Unsurprisingly, a federal district-court judge granted the plaintiffs a temporary restraining order shortly thereafter. The lower court concluded from the record that the RIF’s actual goal was to “effectively dismantle the Department without an authorizing statute.” When the Trump administration appealed that restraining order to the Supreme Court, it pled ignorance. The district court, the Trump Justice Department argued, “[lacked] jurisdiction to second-guess the executive [branch]’s internal management decisions” and that the order was about “streamlining” the department.
“The government has been crystal clear in acknowledging that only Congress can eliminate the Department of Education,” Solicitor General D. John Sauer told the justices in his filing. “And the government has acknowledged the need to retain sufficient staff to continue fulfilling statutorily mandated functions and has kept the personnel that, in its judgment, are necessary for those tasks. The challenged RIF is fully consistent with that approach.”

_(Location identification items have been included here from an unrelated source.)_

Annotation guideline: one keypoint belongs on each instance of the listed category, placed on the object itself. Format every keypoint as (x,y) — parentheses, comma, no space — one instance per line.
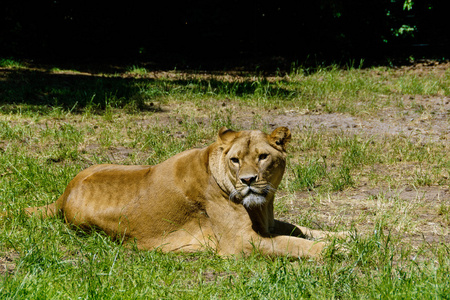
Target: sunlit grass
(53,128)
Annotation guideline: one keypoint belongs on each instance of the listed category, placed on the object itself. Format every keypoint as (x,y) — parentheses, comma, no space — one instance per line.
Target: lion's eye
(263,156)
(234,160)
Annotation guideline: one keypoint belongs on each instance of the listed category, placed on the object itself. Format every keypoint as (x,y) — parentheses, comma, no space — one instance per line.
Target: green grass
(62,122)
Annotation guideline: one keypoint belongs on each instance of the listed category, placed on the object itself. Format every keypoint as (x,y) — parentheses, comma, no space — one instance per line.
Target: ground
(389,126)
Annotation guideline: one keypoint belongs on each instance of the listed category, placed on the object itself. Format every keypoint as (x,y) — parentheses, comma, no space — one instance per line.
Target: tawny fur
(194,200)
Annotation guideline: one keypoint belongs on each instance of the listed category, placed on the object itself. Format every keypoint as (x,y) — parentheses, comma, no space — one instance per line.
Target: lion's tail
(46,211)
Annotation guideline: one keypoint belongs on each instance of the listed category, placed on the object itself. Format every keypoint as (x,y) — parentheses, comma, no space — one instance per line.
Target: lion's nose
(248,180)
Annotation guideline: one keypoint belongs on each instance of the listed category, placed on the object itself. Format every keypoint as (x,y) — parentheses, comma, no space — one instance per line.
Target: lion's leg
(284,228)
(284,246)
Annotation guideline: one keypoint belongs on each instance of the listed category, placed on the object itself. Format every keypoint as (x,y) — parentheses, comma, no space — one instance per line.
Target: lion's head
(249,165)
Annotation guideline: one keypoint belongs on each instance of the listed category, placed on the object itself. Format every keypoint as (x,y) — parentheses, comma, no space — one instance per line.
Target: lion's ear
(226,135)
(280,137)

The Supreme Court’s conservative majority was gullible enough to believe that. As with almost any other shadow-docket ruling, the court did not bother to explain itself. It fell to Justice Sonia Sotomayor, writing in dissent alongside Justices Elena Kagan and Ketanji Brown Jackson, to explain the gravity of the court’s error. For one thing, Sotomayor noted that black-letter federal law prohibits the Trump administration from doing exactly what it says it is doing.
Congress has prohibited the Secretary of Education from “aboli[shing] organizational entities established” in the Department’s organic statute. 20 U. S. C. §3473(a)(2). As for statutory entities “transferred to the Department,” the Secretary may only “consolidate, alter, or discontinue” a subset of entities specifically identified, after providing Congress with 90 days’ advance notice and a “statement of the action proposed . . . and the facts and circumstances relied upon in support of such proposed action.”
She also emphasized the damage that would result from the court’s decision. “Lifting the district court’s injunction will unleash untold harm, delaying or denying educational opportunities and leaving students to suffer from discrimination, sexual assault, and other civil rights violations without the federal resources Congress intended,” she explained. “The majority apparently deems it more important to free the Government from paying employees it had no right to fire than to avert these very real harms while the litigation continues….”
Ford contrasts this decision with SCOTUS refusal to allow Biden to forgive student debt during a national emergency–the COVID pandemic.
To sum up: In Robertsworld, a Democratic president can’t use a federal law that lets the Department of Education “waive and modify” student loans during a national emergency—in this particular case, the COVID-19 pandemic—because Congress was too vague about it for the chief justice’s liking. (The trick here is to selectively treat broad statutes as vague ones.) But when Congress says, “Hey, we’re going to create a bunch of programs for the executive branch to carry out, we’re going to house them in the Department of Education, and we’re also going to create strict limits on how you can reorganize them,” those laws are…merely advisory for Republican presidents, I guess?
The theme of this Supreme Court, he concludes, is lawlessness. Trump can break laws with impunity, anticipating that this Court will approve.
What about the rule of law? A casualty of the Trump regime.